The Australia bush fires, which are still burning and killed three more people this week, have released enough greenhouse gases to double the country's annual greenhouse gas emissions from burning fossil fuels, new scientific estimates show.
Guido van der Werf, who helps maintain the Global Fire Emissions Database, says the fires in New South Wales and Victoria in particular have emitted around 400 million tons of carbon dioxide so far, "pushing country-level estimates for all of 2019 to a new record in the satellite era" of about 900 million tons of carbon dioxide.
The smoke plumes from the fires have circled the globe and have turned glaciers brown in New Zealand, led to reddish sunsets in South America and may have reached Antarctica.
According to the Global Carbon Project, in 2018 Australia emitted 421 million tons of carbon dioxide, making it the 16th-largest emitter worldwide, ranking just above the U.K. Typically, fire-related emissions are not included in annual estimates of a country's emissions, since such pollutants tend to be reabsorbed over time.

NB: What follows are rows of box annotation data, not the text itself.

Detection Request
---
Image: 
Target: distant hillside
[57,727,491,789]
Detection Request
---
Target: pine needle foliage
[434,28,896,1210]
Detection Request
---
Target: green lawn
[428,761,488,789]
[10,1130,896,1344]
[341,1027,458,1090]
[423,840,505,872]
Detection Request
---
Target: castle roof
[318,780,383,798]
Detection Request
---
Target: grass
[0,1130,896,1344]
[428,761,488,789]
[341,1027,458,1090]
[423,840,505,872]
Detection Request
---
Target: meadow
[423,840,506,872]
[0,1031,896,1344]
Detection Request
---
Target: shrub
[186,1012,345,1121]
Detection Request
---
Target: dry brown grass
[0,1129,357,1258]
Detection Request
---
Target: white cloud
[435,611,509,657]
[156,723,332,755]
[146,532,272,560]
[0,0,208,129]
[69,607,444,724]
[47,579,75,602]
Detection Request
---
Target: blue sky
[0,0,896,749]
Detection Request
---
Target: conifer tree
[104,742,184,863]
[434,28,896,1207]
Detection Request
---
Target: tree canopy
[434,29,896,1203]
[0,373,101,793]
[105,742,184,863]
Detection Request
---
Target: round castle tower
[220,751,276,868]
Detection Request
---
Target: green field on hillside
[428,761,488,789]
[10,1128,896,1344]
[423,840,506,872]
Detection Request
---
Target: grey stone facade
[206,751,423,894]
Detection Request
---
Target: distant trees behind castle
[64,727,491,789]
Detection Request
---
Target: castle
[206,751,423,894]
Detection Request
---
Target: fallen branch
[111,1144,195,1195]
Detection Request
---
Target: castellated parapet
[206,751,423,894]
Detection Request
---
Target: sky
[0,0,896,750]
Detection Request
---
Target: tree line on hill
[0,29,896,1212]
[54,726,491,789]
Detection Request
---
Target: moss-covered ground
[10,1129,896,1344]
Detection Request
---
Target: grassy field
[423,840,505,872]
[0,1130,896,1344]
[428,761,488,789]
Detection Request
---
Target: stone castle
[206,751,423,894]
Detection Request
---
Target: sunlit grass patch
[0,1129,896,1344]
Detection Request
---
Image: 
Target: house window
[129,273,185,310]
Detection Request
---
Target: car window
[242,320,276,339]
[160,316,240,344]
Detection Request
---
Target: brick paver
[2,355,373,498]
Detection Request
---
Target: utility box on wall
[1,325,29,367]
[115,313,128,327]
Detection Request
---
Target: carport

In a typical fire year in Australia, large amounts of grasslands burn in sparsely populated areas. The carbon emitted by these fires tends to be reabsorbed during the following wet season.
However, this year, vast forest ecosystems that serve as long-term carbon savings accounts, having taken in carbon and stored it in biomass, went up in flames, such as in the Blue Mountains of New South Wales. This carbon was released into the atmosphere during the fires, and it could take decades for the forests to recover to the point where they are net absorbers of such quantities of carbon dioxide once again.
In fact, full recovery may never happen, particularly if more fires burn in these forests in rapid succession, van der Werf noted.
In another indication of the climate change implications of the bush fires, the U.K. Met office said Friday that the Australian fires could account for 1 to 2% of the acceleration in the growth of the global concentration of carbon dioxide in the planet's atmosphere in 2020.
Van der Werf cautioned that the Australia fire emissions estimate comes with "substantial" uncertainties traced mainly to the unprecedented nature of these fires.
Niels Andela, a research scientist at NASA who also works on the fire emissions database, says two independent examinations of greenhouse gas emissions from the 2019-2020 bush fires both reached similar conclusions, bolstering his confidence in the numbers.
More accurate measurements will require information about the ecosystems burned as well as the precise burned area, which takes time to generate.